- Active: 1982.8 - 1998.9
- Country: People's Republic of China
- Branch: People's Liberation Army
- Role: Infantry
- Size: Division
- Part of: Jilin Provincial Military District
- Garrison/HQ: Baicheng, Jilin

= Reserve Infantry Division of Baicheng =

Chinese Military unit

The Reserve Infantry Division of Baicheng() was a reserve infantry formation of the People's Liberation Army active between 1982 and 1998.

The formation of the Reserve Division of Baicheng() started from May 1982 in Baicheng, Jilin. The division was then composed of:
- 1st Regiment - Fuyu
- 2nd Regiment - Zhenlai County
- 3rd Regiment - Taoan County
- Artillery Regiment - Da'an

As of its activation, the division had 13,464 personnel. Among them, there were 78 cadres (officers) in active service, 1,576 cadres with pre-assigned positions, and 11,810 pre-assigned soldiers.

The division was redesignated as the Reserve Infantry Division of Baicheng() in February 1986.

In August 1986, a Reserve Communications Regiment was activated at Ji'an County and attached to the division. In March 1988, the regiment detached from the division.

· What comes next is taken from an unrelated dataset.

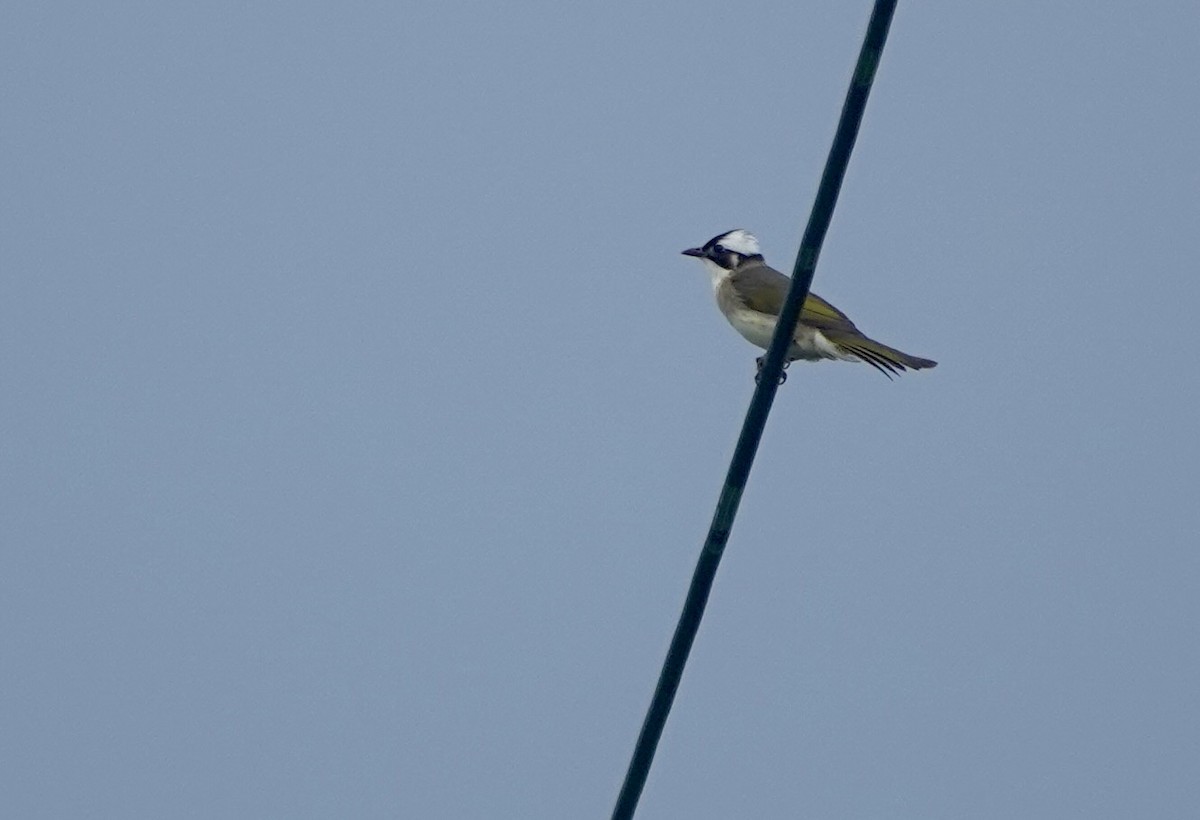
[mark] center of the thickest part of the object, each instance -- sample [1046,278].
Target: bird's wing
[763,288]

In May 1988, the 3rd Infantry Regiment was reactivated at Taonan. By then the division was composed of:
- 1st Infantry Regiment - Fuyu
- 2nd Infantry Regiment - Zhenlai County
- 3rd Infantry Regiment - Taonan
- Artillery Regiment - Da'an

In August 1998, the division merged with the 47th Infantry Division as the 47th Reserve Infantry Division of Jilin Provincial Military District.